Les chanteurs français de variétés ainsi que les vedettes du Moulin rouge, des Folies Bergère ou autres cabarets en tournée en Amérique sont présents dans VF, notamment Yvette Guilbert (VF 1919), Alice Delysia (VF 1921a), Yvonne George (VF 1922), Maurice Chevalier (cinq fois de 1928 à 1934), Mistinguett et Irène Bordoni (1924), Yvonne Printemps accompagnée de son mari Sacha Guitry en 1927. Mais les chanteurs de charme américains prennent le pas dans les années 1930, avec une pleine page illustrant quatorze d’entre eux en 1934.

Jusqu’au début des années 1920, ce sont quelques opéras français programmés à New York et leurs interprètes (Maurice Renaud, Édouard de Reszké ou Victor Maurel) qui sont à l’honneur. Il arrive parfois que le compositeur soit également présent. C’est le cas, par exemple, de Gustave Charpentier en 1914 lorsque son opéra Julien se trouve à l’affiche du Metropolitan Opera (Smith 1914). La programmation d’Oscar Hammerstein est nettement plus orientée vers les oeuvres françaises lorsqu’il ouvre, en 1913, sa nouvelle salle[31] : il annonce Carmen de Bizet, Thérèse de Massenet et Aphrodite de Camille Erlanger ; il envisage aussi les oeuvres du répertoire : Roméo et Juliette, Louise, Thaïs, Manon Lescaut, Faust. Maurice Renaud et Marthe Chenal y sont engagés pour la saison (Briscoe 1913, 90). De son côté, le Century Opera House offrira au public des oeuvres françaises chantées en anglais : Thaïs, Manon, Werther, Cendrillon, Le Jongleur de Notre Dame et Don Quichotte de Massenet ; Samson et Dalila et Henri viii de Saint-Saëns ; Louise et Julien de Charpentier (ibid., 92). Chanter les opéras en anglais est une revendication forte à cette époque ; aussi met-on en évidence les cantatrices qui s’y prêtent (Dress and Vanity Fair 1913c). Par la suite, VF ne suivra plus que le répertoire du Met.

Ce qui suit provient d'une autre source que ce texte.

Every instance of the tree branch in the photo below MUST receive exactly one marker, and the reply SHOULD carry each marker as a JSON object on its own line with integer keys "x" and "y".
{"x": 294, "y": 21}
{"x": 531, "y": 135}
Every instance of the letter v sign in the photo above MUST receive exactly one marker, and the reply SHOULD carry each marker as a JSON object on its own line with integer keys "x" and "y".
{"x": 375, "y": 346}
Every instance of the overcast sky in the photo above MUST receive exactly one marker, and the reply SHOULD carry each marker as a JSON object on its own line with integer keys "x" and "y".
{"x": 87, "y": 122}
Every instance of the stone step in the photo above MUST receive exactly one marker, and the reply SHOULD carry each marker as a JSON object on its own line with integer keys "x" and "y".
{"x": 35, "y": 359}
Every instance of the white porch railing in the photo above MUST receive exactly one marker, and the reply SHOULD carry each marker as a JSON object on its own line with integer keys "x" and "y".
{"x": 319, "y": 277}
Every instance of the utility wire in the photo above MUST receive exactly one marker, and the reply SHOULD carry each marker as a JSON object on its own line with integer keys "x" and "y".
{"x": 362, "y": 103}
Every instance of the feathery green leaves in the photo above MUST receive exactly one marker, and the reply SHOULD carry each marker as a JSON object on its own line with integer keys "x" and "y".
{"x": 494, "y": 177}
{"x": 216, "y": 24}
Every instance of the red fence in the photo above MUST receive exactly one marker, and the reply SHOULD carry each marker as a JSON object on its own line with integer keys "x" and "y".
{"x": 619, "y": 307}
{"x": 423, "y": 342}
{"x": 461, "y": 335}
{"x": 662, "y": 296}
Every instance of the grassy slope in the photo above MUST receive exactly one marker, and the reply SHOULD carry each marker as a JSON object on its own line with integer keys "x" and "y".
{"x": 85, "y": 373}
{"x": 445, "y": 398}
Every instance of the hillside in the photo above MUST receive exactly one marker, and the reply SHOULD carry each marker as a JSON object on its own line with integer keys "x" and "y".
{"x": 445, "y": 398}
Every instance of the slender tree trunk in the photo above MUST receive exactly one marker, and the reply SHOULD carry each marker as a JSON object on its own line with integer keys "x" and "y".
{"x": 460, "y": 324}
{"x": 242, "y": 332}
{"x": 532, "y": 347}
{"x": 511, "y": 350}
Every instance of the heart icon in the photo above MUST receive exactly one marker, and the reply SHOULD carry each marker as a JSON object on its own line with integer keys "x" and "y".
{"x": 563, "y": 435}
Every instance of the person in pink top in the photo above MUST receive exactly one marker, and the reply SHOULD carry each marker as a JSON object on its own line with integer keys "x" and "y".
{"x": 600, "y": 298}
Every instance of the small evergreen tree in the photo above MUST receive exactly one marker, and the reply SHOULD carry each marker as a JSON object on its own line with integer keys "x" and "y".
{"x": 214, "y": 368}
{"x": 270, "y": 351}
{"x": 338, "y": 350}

Il arrive que VF consacre à la musique davantage qu’une simple illustration ou une photographie. On y trouve, par exemple, une réflexion intéressante de William J. Henderson sur les styles nationaux des opéras où Debussy s’oppose à Puccini et Rimsky-Korsakov (1914) ou encore lorsque Pitts Sanborn constate la disparition des opéras français du répertoire des salles américaines tout en soulignant leurs qualités (1919).

Dans le cas des opéras français, VF informe des nouveautés montées sur la scène américaine qui, soulignons-le, ne s’identifient nullement à la modernité. Rappelons que les nouveautés sont celles qui sont à l’affiche, tandis que le vocable de modernité s’applique au contenu avant-gardiste des spectacles.

Satie, le Groupe des Six, Cocteau et Stravinsky

La musique savante française n’occupe certainement pas la première place dans le magazine, mais elle n’en est pas moins présente. Par exemple, en 1915, William J. Henderson identifie les compositeurs européens qui s’écartent des traditions ; à côté d’Arnold Schoenberg, d’Erich Korngold, d’Alexander Zemlinsky, d’Erich Wolff et de Jean Sibelius se trouvent, toujours selon l’auteur, deux Français qui reflètent cette avant-garde : le premier, Florent Schmitt, pour la Tragédie de Salomé et le Quintette en si mineur qui ont récemment été entendus pour la première fois en Amérique et qui ont fortement impressionné le public[32] par leurs lignes mélodiques sinueuses se déplaçant par degrés chromatiques. Le second, Ernest Fanelli, pour avoir présenté son poème symphonique Thèbes (1912) à Gabriel Pierné qui le fit entendre à Paris et dont l’écriture, souligne encore l’auteur, anticipe celle de Debussy[33] (Henderson 1915).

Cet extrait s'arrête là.